Business et politesse

Une chose me titille depuis que j’ai lancé ma société, c’est l’effarant manque de politesse que l’on peut rencontrer de la part de certains contacts ou prospects.

Bon d’accord j’exagère un peu, il ne s’agit pas vraiment d’impolitesse volontaire mais plus d’impolitesse par omission ou par habitude.

Pour exemple, je reçois, en moyenne, une à deux demandes de devis par semaine pour des prestations Print diverses et variées, allant du package complet (logo, plaquette, papier à en tête, cartes de visite) à la simple carte de visite.

Ce n’est pas réellement mon fond de commerce, mais je prends toujours le temps de répondre, de demander des devis aux imprimeurs avec lesquels je travaille, de proposer un devis.

J’ai oublié de préciser, ces demandes se font toutes par email.

A ce jour, une seule personne a eu la politesse de me remercier de lui avoir répondu, pour les autres, rien, nada, que dalle.

Je sais bien que c’est une habitude dans le secteur, on contacte plein de sociétés, on demande des devis, on choisit celui qui nous convient et voila.

Sauf que nous prenons du temps pour répondre et je pense qu’il est quand même légitime d’attendre un minimum de retour même par email, même avec un message « type ».

Des fois je me dis que je suis un peu extraterrestre à toujours tenir mes clients au courant, à toujours prévenir des personnes que j’ai contacté de l’évolution d’un dossier.

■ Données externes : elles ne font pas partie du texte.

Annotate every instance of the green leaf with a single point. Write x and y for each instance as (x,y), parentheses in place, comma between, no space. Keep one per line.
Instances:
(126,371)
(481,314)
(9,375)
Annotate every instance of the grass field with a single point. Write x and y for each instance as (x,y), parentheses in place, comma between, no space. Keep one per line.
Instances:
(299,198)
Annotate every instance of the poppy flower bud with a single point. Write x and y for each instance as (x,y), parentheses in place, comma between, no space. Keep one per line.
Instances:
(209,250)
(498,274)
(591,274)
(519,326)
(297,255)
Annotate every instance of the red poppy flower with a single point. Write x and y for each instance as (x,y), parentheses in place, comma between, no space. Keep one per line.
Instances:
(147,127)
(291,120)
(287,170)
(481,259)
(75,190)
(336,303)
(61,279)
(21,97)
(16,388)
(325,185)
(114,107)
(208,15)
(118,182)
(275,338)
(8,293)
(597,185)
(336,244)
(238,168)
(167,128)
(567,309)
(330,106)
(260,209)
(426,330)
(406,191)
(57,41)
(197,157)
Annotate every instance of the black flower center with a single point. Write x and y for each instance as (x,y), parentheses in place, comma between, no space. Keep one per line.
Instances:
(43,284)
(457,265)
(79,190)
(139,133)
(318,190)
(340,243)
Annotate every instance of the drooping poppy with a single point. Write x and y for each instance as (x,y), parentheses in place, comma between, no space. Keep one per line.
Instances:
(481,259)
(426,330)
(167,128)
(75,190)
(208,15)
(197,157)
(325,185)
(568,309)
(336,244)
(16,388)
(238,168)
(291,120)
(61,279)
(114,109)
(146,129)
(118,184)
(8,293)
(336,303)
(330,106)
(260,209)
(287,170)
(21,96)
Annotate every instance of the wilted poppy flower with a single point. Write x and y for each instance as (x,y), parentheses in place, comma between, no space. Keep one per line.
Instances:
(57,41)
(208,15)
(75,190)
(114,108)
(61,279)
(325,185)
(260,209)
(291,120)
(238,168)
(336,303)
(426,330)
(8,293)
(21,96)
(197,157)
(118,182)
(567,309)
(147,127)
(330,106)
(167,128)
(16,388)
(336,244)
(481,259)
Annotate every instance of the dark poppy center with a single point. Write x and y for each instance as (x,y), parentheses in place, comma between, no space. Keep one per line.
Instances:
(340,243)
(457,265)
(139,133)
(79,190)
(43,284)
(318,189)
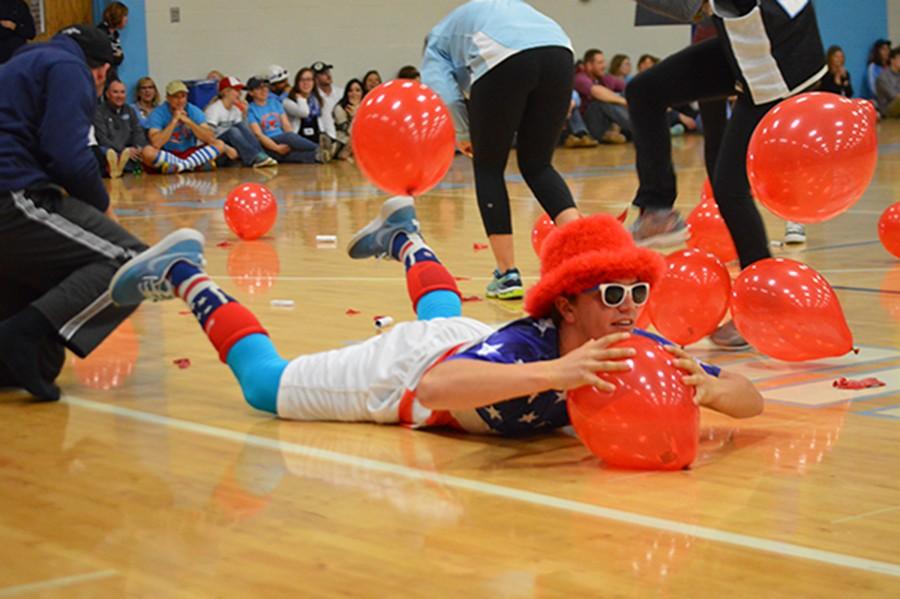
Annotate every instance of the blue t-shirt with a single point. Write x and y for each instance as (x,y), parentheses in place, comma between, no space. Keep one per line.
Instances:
(267,116)
(530,340)
(182,137)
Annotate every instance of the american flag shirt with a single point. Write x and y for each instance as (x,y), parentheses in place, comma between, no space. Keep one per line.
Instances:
(519,342)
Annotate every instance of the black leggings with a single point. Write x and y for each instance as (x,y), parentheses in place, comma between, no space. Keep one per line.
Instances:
(528,93)
(699,72)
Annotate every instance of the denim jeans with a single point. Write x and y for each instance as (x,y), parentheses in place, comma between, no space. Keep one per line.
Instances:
(302,150)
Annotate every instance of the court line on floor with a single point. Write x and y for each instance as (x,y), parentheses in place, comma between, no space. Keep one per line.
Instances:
(56,583)
(529,497)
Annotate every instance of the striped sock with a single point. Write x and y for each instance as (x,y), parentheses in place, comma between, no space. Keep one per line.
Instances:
(201,156)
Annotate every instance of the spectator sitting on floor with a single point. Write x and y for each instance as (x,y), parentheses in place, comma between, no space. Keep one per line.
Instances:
(118,132)
(277,78)
(270,125)
(176,129)
(371,80)
(605,112)
(304,107)
(343,118)
(888,87)
(146,100)
(837,79)
(16,27)
(330,96)
(226,117)
(409,72)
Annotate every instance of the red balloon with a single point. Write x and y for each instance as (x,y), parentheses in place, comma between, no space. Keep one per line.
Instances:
(254,266)
(889,229)
(403,137)
(650,422)
(250,210)
(708,230)
(788,311)
(692,298)
(542,227)
(812,156)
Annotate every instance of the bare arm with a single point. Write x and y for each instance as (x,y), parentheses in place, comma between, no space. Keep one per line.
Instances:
(467,384)
(604,94)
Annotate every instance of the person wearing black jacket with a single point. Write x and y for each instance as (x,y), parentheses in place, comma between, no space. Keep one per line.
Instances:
(58,250)
(16,27)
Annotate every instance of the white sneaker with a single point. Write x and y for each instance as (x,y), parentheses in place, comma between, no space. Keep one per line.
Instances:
(794,233)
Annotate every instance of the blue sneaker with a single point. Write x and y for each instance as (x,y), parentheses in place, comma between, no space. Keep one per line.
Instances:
(374,240)
(144,276)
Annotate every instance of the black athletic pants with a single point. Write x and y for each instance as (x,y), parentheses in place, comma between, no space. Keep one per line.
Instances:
(699,72)
(59,254)
(528,94)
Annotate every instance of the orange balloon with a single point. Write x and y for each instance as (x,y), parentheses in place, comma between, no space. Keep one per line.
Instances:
(250,210)
(649,423)
(112,362)
(889,229)
(813,156)
(788,311)
(254,266)
(403,137)
(692,298)
(708,230)
(542,227)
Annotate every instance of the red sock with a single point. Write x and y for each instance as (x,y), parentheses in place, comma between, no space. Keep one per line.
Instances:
(425,277)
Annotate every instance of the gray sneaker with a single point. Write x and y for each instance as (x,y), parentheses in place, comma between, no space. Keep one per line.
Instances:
(659,228)
(728,337)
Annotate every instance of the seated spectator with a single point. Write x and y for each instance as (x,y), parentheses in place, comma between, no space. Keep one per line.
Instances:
(226,117)
(878,60)
(118,132)
(605,112)
(409,72)
(304,106)
(620,67)
(646,61)
(888,87)
(16,27)
(329,95)
(278,81)
(343,118)
(271,127)
(180,140)
(147,99)
(371,80)
(837,79)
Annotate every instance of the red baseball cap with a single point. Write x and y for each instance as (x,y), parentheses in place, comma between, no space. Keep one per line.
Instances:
(230,82)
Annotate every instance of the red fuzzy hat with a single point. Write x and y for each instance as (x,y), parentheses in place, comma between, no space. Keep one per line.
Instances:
(584,253)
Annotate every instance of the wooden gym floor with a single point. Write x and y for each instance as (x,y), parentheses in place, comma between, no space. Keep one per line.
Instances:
(151,480)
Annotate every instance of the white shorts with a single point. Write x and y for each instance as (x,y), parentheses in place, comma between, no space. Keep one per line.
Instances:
(367,381)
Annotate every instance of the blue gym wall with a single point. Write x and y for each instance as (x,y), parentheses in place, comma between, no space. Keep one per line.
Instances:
(854,25)
(134,42)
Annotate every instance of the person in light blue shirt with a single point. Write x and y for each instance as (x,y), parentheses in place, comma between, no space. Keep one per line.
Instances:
(180,140)
(505,69)
(270,124)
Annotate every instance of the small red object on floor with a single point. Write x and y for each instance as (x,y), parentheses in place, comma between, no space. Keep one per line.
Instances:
(855,384)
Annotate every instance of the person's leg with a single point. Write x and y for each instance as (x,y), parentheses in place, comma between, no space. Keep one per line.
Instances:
(542,120)
(731,187)
(395,234)
(302,151)
(697,72)
(67,251)
(496,106)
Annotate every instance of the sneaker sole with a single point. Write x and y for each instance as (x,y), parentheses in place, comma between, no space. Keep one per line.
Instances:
(165,244)
(664,240)
(387,209)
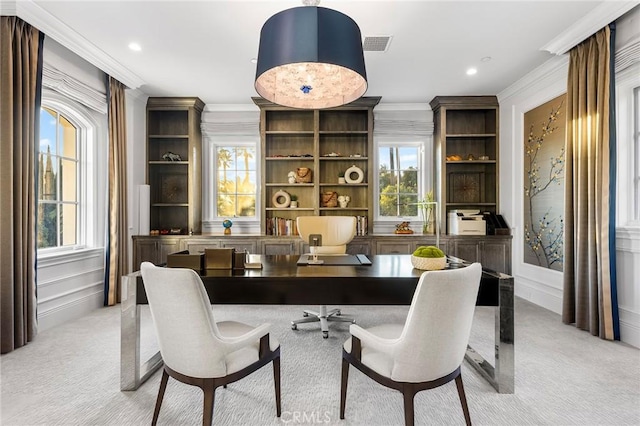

C’est vrai, ça me prend beaucoup de temps, mais en retour s’instaure un climat de confiance bénéfique à tous.

Ceci dit, ce n’est pas sans effets collatéraux.

Un jour, après être parti à l’étranger pendant une semaine ou j’étais injoignable, un client m’avoua qu’il était sur le point d’appeler la police, s’inquiétant de ne pas réussir à me joindre (en général, même en vacances je reste joignable pour les cas d’urgence), il avait eu peur qu’il ne me soit arrivé quelque chose.

C’était une personne avec qui nous avions toujours eu des relations cordiales, mais uniquement de travail, j’avais trouvé alors son inquiétude à mon sujet aussi étonnante que valorisante.

D’autres par contre poussent l’impolitesse à la limite de l’escroquerie.

Au début de l’été, je fus contacté par un centre de formation Toulousain. Etonné, je précise à la personne que je suis de la région Nantaise (j’habite une petite ville s’appelant Paulx, il pouvait y avoir confusion avec la ville de Pau, beaucoup plus proche de Toulouse), elle me confirme que oui, elle sait, que cela ne pose pas de problèmes et me propose d’intervenir sur un cycle long de formation PAO/Web à partir d’Octobre.

Ce monsieur me demande alors de lui faire une proposition en terme de tarifs, m’envoie leur programme et me dit que je peux l’adapter au besoin.

Je prépare donc ma réponse, une offre incluant les frais de transport/logement et lui envoie l’ensemble.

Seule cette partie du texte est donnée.